Climate ambitions are off the chart this Earth Day as policymakers explore the last hope of bipartisanship: infrastructure.

The Biden administration has called for an eye-popping $2 trillion infrastructure investment. It would also mandate complete energy grid decarbonization by 2035. Meanwhile, the audacity of climate announcements from the business community is staggering. Infrastructure transformation is achievable only if policymakers aim to energize the greening of the private sector, not to promote symbolism over results.

Market-led decarbonization requires three things: motivation, quality information, and efficient regulation.

The environmental hunger of private capital, buoyed by domestic, sustainable investments eclipsing the $17 trillion mark, is not in question. That’s one-third of U.S. assets under management, and the number is rising quickly. As for the energy grid, private spending is not lacking: According to S&P Global, energy utility capital expenditures are on track to break records in 2021 after increasing annually for nine of the last 10 years.

But motivated businesses are hitting a roadblock: investor and consumer confusion. Verifying the effects of sustainable investing has proven difficult and controversial. The Biden administration could be on to something big with making environmental reporting more consistent and comparable. However, as it pursues things such as climate disclosures, it must be careful to ensure regulatory changes improve transparency and disseminate useful information rather than create new corporate liabilities such as excessive financial litigation and audit risk.

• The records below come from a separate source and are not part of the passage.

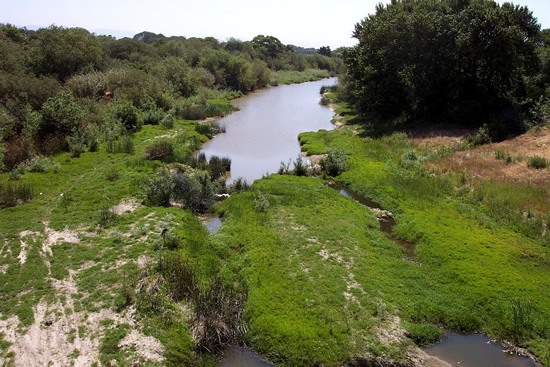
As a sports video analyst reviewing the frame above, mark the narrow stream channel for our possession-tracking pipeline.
[201,78,536,367]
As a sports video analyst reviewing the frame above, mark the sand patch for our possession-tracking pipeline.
[118,329,164,362]
[42,222,80,256]
[17,231,40,265]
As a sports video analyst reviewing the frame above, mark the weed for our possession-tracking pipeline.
[145,139,174,160]
[527,156,550,169]
[320,149,347,177]
[254,191,269,213]
[105,167,120,182]
[145,172,174,206]
[0,182,34,207]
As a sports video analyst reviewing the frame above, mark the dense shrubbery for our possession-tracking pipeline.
[0,24,342,170]
[341,0,550,139]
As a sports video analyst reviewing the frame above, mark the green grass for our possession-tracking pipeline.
[0,120,217,365]
[215,128,550,366]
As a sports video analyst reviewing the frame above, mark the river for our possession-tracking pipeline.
[201,78,336,183]
[201,78,535,367]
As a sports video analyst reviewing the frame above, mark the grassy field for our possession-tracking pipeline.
[0,82,550,366]
[0,120,221,365]
[209,117,550,366]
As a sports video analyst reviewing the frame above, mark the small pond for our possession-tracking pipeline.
[424,333,537,367]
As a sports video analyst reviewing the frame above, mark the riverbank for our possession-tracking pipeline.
[210,90,550,366]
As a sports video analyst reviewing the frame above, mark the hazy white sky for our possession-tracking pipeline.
[0,0,550,49]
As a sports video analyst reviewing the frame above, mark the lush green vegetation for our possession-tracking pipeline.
[204,126,550,366]
[343,0,550,140]
[0,24,342,171]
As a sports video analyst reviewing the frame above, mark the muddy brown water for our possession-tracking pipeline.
[330,184,415,261]
[209,78,536,367]
[424,333,537,367]
[200,78,336,183]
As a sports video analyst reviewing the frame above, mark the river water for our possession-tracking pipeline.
[201,78,336,183]
[201,78,535,367]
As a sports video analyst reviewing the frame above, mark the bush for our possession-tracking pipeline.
[105,135,135,154]
[527,156,550,169]
[145,172,174,206]
[292,155,307,176]
[160,113,174,129]
[320,149,348,177]
[27,157,52,172]
[145,139,174,160]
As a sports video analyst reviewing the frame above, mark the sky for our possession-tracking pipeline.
[0,0,550,49]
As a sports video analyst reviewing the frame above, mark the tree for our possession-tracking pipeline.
[344,0,540,132]
[252,34,284,59]
[318,46,332,57]
[31,25,103,81]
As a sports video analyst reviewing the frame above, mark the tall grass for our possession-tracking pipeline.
[0,182,34,208]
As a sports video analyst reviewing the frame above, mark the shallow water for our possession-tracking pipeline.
[201,215,222,234]
[332,185,415,260]
[218,347,273,367]
[200,78,336,183]
[424,333,537,367]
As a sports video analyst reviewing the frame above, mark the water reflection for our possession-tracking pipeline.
[424,333,537,367]
[201,78,336,183]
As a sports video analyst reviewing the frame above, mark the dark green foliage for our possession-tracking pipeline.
[145,139,174,160]
[110,102,141,131]
[345,0,540,132]
[292,155,307,176]
[527,156,550,169]
[208,156,231,181]
[320,149,348,177]
[145,172,174,206]
[99,324,131,366]
[173,170,214,213]
[31,25,103,80]
[105,134,135,154]
[97,206,117,228]
[40,93,87,134]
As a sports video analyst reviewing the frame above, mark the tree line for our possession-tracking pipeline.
[342,0,550,139]
[0,24,342,171]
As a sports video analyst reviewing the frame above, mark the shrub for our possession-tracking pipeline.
[172,170,214,213]
[208,155,231,180]
[468,124,492,147]
[320,149,348,177]
[98,205,117,228]
[254,192,269,213]
[292,155,307,176]
[145,139,174,160]
[160,113,174,129]
[105,135,135,154]
[27,157,52,172]
[527,156,550,169]
[145,172,174,206]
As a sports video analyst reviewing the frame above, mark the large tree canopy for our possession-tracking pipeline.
[345,0,540,132]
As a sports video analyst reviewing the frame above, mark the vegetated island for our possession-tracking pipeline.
[0,1,550,366]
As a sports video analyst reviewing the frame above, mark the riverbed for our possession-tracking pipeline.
[200,78,337,183]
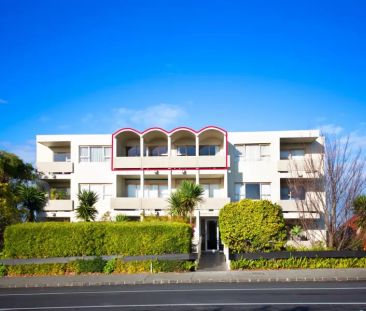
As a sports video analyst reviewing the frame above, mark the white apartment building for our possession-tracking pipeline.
[36,126,323,250]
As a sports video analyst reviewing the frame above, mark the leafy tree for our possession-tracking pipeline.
[76,190,98,221]
[219,199,287,253]
[168,180,204,223]
[353,195,366,230]
[18,185,47,222]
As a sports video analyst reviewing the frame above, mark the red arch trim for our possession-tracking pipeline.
[111,125,229,171]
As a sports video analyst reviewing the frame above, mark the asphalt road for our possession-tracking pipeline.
[0,282,366,311]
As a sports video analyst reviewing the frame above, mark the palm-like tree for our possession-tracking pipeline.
[168,180,204,223]
[18,185,47,222]
[76,190,98,221]
[353,195,366,230]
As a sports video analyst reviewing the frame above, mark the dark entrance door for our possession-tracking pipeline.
[206,220,218,250]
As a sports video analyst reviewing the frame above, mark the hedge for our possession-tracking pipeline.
[219,199,287,253]
[230,257,366,270]
[3,222,192,258]
[0,258,195,276]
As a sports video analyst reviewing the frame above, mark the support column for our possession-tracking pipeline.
[168,136,172,157]
[196,170,200,185]
[168,170,172,195]
[196,136,200,157]
[224,171,229,198]
[140,136,144,157]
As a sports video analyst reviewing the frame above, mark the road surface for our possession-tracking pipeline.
[0,282,366,311]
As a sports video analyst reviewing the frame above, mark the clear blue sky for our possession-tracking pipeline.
[0,0,366,161]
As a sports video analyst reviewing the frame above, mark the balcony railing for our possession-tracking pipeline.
[113,155,226,169]
[44,200,74,212]
[37,162,74,174]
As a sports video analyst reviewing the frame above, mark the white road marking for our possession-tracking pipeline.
[0,287,366,297]
[0,301,366,311]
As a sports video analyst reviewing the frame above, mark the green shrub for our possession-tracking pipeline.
[116,214,128,222]
[230,257,366,270]
[0,263,6,277]
[103,259,116,274]
[4,222,192,258]
[75,257,107,274]
[219,199,287,253]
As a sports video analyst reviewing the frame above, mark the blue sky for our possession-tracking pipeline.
[0,0,366,162]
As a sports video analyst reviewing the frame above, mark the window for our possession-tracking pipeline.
[199,145,219,156]
[144,184,169,198]
[235,183,271,201]
[146,146,168,157]
[53,152,71,162]
[79,146,112,162]
[79,184,112,201]
[177,145,196,156]
[280,149,305,160]
[202,184,222,198]
[235,144,271,161]
[281,186,306,200]
[126,146,140,157]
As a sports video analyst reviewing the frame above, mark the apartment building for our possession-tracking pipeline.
[36,126,324,250]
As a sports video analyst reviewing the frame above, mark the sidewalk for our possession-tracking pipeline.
[0,268,366,288]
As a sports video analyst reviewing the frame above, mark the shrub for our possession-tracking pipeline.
[0,263,6,277]
[219,199,287,253]
[4,222,192,258]
[230,257,366,270]
[75,257,107,274]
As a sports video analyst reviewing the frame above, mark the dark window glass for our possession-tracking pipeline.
[245,184,261,200]
[126,146,140,157]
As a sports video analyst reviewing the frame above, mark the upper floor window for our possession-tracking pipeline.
[177,145,196,156]
[201,184,222,198]
[79,184,112,200]
[235,144,271,161]
[199,145,220,156]
[126,146,140,157]
[235,183,271,201]
[146,146,168,157]
[280,149,305,160]
[53,152,71,162]
[281,185,306,200]
[79,146,112,162]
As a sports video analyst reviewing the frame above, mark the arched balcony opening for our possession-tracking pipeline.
[115,130,141,157]
[171,129,196,156]
[143,130,168,157]
[198,128,226,156]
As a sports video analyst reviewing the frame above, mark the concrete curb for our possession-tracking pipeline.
[0,268,366,288]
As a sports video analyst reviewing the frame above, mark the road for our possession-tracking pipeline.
[0,282,366,311]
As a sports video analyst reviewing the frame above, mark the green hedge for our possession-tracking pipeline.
[219,199,287,253]
[3,222,192,258]
[230,257,366,270]
[0,258,195,276]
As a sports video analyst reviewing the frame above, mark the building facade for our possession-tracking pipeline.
[36,126,324,250]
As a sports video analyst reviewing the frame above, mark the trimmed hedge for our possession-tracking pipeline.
[3,222,192,258]
[219,199,287,253]
[230,257,366,270]
[0,258,195,276]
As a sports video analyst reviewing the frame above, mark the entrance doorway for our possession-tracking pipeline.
[201,218,223,252]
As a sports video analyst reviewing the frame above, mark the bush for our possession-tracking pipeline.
[219,199,287,253]
[230,257,366,270]
[0,263,6,277]
[4,222,192,258]
[75,257,107,274]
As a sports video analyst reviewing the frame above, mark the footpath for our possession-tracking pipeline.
[0,268,366,288]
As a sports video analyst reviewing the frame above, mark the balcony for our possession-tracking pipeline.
[44,200,74,212]
[199,198,230,210]
[36,162,74,174]
[111,198,169,210]
[113,155,226,169]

While motivated and well-informed markets are key, the final ingredient is the most difficult: reforming regulation that hampers efficient private investment. A recent report by Americans for a Clean Energy Grid calls for an overhaul of grid regulation, as the current system is “causing a massive backlog and delay in the construction of new power projects.” Various consumer groups note that electric transmission regulation stifles competition, rewards inefficient investment, and deters innovation, all to the detriment of clean energy and grid reliability.

Fortunately, grid reforms have been a beacon of alignment between pro-market and environmental groups. Both principled conservatives and liberals support reducing barriers to clean power generators and leveling the regulatory playing field between new entrants and incumbents. This approach infuses competition into transmission procurement and clarifies that federal regulation should not attempt to “fix” state subsidies. Further alignment requires green environmentalists to recognize that private development is a friend, not a foe.

Green dissonance has blossomed as the environmental movement pivots from an anti-development posture to a selective pro-development agenda. Early signs emerged under President Barack Obama, who faced resistance from environmental groups for exempting clean energy projects from review under the National Environmental Policy Act. This evolved into the clean energy industry supporting the act’s reforms under President Donald Trump, though key environmental groups opposed them. Now, the Biden administration knows it needs to reduce the act’s reforms and other red tape but faces a green community divided on the acknowledgment that less regulation would be better for the environment.

Biden is calling for complete decarbonization of the grid in under 14 years, despite facing the same red tape that haunted infrastructure under Obama. Democratic Sen. Joe Manchin has expressed skepticism over the plan’s feasibility, and for good reason. Under current regulation, we will be in the 2030s before today’s planned infrastructure even gets built. Why subsidize or mandate what the private sector wants to pay for but cannot because of archaic regulation?

But subsidies have proven the path of least resistance. New tax credits for transmission developers is a policy du jour in recent green infrastructure negotiations. No doubt the industry will happily accept other people’s money, but it’s the wrong medicine for the disease. Subsidies do not remedy the root causes that constrain infrastructure investment, and their burden on taxpayers outweighs any benefits. Even worse, tax credits favor monopoly utilities and are inaccessible to other industry players, such as rural cooperatives. Although subsidizing monopolies is politically expedient, it is neither economically nor environmentally justifiable.

As President Joe Biden huddles with Republicans to explore a bipartisan infrastructure package, subsidies will assuredly be appealing. But that’s not what America needs. We need markets, not mandates and monopolies. Policymakers should focus on greater transparency and overhauling regulation to let competitive enterprise flourish in the energy grid of the future.